3. Imaging examination: Colloid spleen scan marked with technetium-99m is a reliable non-invasive examination method. Through examination, it can be determined that the abdominal mass in the upper left quadrant is the spleen, and intrasplenic lesions can also be confirmed. CT scan can determine the size of the spleen and display the abnormal characteristics of various endogenous and exogenous lesions, while magnetic resonance imaging can provide the same information as CT and can also determine blood flow type, especially useful for checking the formation of portal vein and splenic vein thrombosis.
4. Chromium-51 labeled red blood cell and platelet survival and spleen uptake function tests This special examination is beneficial in determining the degree of retention of these cells when considering splenectomy.
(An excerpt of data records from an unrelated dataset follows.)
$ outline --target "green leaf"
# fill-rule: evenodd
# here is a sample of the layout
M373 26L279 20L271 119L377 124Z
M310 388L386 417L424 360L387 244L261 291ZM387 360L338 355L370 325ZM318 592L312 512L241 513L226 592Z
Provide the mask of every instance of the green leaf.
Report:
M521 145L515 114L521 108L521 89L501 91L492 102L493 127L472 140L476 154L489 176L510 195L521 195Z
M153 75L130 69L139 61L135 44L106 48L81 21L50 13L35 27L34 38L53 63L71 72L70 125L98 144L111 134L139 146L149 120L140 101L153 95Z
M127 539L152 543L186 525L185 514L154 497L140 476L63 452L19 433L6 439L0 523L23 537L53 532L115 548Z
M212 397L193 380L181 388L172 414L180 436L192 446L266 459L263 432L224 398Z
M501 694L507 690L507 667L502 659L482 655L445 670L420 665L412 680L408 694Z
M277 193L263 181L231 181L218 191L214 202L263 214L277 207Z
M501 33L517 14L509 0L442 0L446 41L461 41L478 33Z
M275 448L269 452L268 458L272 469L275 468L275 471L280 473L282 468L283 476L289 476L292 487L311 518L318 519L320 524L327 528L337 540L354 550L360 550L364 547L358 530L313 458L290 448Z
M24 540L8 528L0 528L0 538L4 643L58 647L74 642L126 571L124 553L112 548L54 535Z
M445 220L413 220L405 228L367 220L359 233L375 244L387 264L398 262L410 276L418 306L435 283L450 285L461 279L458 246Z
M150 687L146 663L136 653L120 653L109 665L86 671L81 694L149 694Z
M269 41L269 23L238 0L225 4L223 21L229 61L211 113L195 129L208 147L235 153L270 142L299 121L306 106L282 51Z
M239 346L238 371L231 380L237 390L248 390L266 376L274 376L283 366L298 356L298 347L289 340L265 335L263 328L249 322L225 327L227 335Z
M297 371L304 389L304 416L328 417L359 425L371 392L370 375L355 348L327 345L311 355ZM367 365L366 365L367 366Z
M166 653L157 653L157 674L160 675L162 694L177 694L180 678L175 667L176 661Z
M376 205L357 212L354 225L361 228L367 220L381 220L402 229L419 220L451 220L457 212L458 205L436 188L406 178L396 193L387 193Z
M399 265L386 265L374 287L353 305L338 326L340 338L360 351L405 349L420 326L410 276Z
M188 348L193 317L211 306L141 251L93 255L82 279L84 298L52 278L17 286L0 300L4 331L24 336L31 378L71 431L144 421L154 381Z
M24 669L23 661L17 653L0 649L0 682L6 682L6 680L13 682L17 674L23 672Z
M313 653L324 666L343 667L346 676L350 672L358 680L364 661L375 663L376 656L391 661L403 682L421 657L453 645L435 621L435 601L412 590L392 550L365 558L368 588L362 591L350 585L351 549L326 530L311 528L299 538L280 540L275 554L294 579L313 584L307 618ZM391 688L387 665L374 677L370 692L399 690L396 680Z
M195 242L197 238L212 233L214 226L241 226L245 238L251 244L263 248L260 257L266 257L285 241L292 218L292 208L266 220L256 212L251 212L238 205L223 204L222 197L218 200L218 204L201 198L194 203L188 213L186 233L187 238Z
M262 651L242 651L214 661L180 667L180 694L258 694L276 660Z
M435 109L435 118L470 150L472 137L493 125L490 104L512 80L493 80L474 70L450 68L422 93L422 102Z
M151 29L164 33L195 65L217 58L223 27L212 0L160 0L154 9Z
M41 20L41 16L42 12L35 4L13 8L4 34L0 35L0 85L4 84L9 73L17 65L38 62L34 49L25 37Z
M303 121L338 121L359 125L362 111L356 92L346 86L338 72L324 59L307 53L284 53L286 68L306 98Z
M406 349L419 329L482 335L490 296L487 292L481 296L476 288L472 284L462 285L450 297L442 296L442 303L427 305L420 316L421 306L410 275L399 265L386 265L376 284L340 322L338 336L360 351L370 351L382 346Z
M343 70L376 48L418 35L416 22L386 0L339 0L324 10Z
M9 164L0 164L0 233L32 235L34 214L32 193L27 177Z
5. Blood chemistry tests: Blood chemistry tests are helpful in diagnosing many diseases associated with splenomegaly
(1) Serum electrophoresis showing monoclonal gammopathy or decreased immunoglobulins suggests lymphoproliferative diseases or amyloidosis;
(2) Polyclonal hypergammaglobulinemia may be seen in chronic infections (such as malaria, kala-azar, brucellosis, tuberculosis) or in liver cirrhosis with congestive splenomegaly, sarcoidosis, and collagen vascular diseases; uric acid elevation occurs in myeloproliferative diseases and lymphoproliferative diseases;
(3) Alkaline phosphatase in white blood cells increases in myeloproliferative diseases, but decreases in chronic myeloid leukemia;
(4) Liver function tests may show widespread abnormalities in patients with cirrhotic congestive splenomegaly, with a single increase in serum alkaline phosphatase, similar to that in myeloproliferative diseases, lymphoproliferative diseases, and miliary tuberculosis, indicating liver infiltration. An increase in serum vitamin B12 may be seen in myeloproliferative diseases, especially in chronic myeloid leukemia and polycythemia vera, due to the increased vitamin B12-binding protein released by neutrophils.
6. Dietary taboos for patients with congestive splenomegaly
What to eat for splenomegaly:
Diet should be low in fat, high in protein, high in vitamins, and easy to digest. It is also important to adhere to regular meals, proper portion control, and moderation. Eat more fresh vegetables and fruits, and consume appropriate amounts of carbohydrates, eggs, fish, lean meat, and so on.
7. Conventional methods of Western medicine for treating congestive splenomegaly
Most patients with splenomegaly need to be treated for their primary disease rather than have their spleen removed. Due to the increased susceptibility of patients who have lost their spleen to severe systemic infections caused by capsulated bacteria (such as Haemophilus influenzae, Streptococcus pneumoniae), the indications for splenectomy and radiotherapy must be strictly controlled. Splenic artery embolization has the advantage of preserving the blood storage and immune function of the spleen while solving the problem of splenic hyperfunction. It achieves the therapeutic purpose by embolizing a part of the splenic artery, causing the embolized part of the spleen tissue to necrose due to ischemia.